The Why, When, and How to Use Active Learning in Large-Data-Driven 3D Object Detection for Safe Autonomous Driving: An Empirical Exploration
This work addresses annotation efficiency and class imbalance for autonomous driving systems, but it is incremental as it applies an existing active learning method to a specific domain.
The paper tackles the problem of high annotation costs and data imbalance in 3D object detection for autonomous driving by applying active learning with entropy querying, showing it outperforms random sampling on the nuScenes dataset and reduces performance gaps between classes.

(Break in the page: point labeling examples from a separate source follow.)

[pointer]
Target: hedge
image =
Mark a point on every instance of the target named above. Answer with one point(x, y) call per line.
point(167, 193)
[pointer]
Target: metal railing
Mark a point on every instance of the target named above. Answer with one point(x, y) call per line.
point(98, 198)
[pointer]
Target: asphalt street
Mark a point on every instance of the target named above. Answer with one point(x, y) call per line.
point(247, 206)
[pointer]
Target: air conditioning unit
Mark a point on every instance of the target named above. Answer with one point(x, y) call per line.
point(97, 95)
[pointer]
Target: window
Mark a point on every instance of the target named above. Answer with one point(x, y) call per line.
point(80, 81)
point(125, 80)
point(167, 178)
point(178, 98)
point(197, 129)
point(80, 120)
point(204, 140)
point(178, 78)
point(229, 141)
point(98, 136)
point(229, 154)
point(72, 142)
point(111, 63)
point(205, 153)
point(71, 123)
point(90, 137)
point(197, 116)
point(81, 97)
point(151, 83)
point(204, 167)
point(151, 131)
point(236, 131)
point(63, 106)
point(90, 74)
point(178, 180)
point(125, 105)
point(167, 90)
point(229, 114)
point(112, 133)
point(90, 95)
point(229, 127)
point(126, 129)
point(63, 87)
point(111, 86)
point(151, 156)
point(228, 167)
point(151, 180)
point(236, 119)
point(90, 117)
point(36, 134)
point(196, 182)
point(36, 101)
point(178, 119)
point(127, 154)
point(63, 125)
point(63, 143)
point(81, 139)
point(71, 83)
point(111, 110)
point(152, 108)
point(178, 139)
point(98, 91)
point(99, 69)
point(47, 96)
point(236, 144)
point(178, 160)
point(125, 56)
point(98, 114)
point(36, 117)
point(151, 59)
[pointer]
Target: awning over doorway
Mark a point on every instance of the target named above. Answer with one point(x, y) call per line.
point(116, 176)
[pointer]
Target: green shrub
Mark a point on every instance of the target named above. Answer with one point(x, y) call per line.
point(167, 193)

Active learning strategies for 3D object detection in autonomous driving datasets may help to address challenges of data imbalance, redundancy, and high-dimensional data. We demonstrate the effectiveness of entropy querying to select informative samples, aiming to reduce annotation costs and improve model performance. We experiment using the BEVFusion model for 3D object detection on the nuScenes dataset, comparing active learning to random sampling and demonstrating that entropy querying outperforms in most cases. The method is particularly effective in reducing the performance gap between majority and minority classes. Class-specific analysis reveals efficient allocation of annotated resources for limited data budgets, emphasizing the importance of selecting diverse and informative data for model training. Our findings suggest that entropy querying is a promising strategy for selecting data that enhances model learning in resource-constrained environments.